Neulich erzählte mir ein Bekannter, dass seine sechs Stammtisch-Kollegen, alles distinguierte Herren im zarten Alter um die siebzig Jahre, dass sie sich nicht mehr sicher fühlen und geschlossen den kleinen Waffenschein beantragt haben. Wo führt diese Entwicklung hin?
Im Januar 2016 gab es in Deutschland rund 300.000 kleine Waffenscheine. Bis zum Ende des Jahres 2017 explodierte diese Zahl auf rund 560.000. Das ist ein Anstieg um 86 Prozent. Der kleine Waffenschein ist laut Wikipedia eine behördliche Genehmigung, die in Deutschland zum Führen einer sogenannten Schreckschusswaffe außerhalb der eigenen Wohnräumlichkeiten, also in der Öffentlichkeit, berechtigt. Schreckschusswaffen sehen echten Pistolen oder Revolvern zum Verwechseln ähnlich, verschießen aber keine Projektile aus Metall, sondern sind rein für Signal-, Platz- oder Reizgaspatronen bestimmt.

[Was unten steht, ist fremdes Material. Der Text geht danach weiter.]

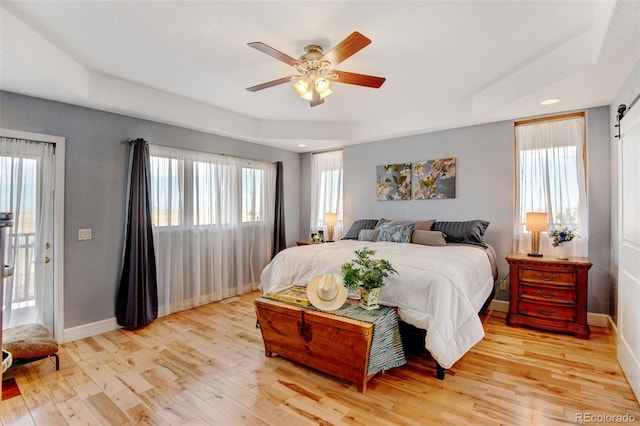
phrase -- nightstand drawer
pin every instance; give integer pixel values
(554, 294)
(538, 275)
(540, 310)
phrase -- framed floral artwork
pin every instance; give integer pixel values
(434, 179)
(393, 182)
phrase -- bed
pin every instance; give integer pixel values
(439, 289)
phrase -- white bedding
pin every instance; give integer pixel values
(438, 289)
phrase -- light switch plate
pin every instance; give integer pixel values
(84, 234)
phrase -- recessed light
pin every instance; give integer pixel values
(550, 101)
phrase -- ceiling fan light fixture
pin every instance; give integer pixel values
(301, 86)
(322, 85)
(305, 85)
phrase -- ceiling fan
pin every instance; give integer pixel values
(316, 69)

Mir stellt sich die Frage, ob diese Entwicklung für unser Land gut ist? Mir macht sie Angst. Es mag ja durchaus sein, dass es Menschen gibt, die sich nachts in unsicheren Gegend aufhalten müssen, weil sie zum Beispiel von der Nachtschicht kommen. Ob sie allerdings im Falle einer Bedrohung wirklich in der Lage sind, eine Pistole aus der Jacken- oder Handtasche zu ziehen, kann ich mir nicht vorstellen. Mit der Pistole in der Hand wird wohl niemand durch die Gegend laufen.
Eine Waffe mag vielleicht einen psychologischen Effekt haben, sie kann aber auch zu einer gefährlichen Scheinsicherheit und Selbstüberschätzung führen. Die Wirkung im Hinblick auf eine effiziente Selbstverteidigung ist für mich hingegen stark fraglich. Die Gefahr, dass ein Kontrahent oder auch ein Polizist eine echte Schusswaffe einsetzt, weil er sich bedroht fühlt, ist zusätzlich latent hoch.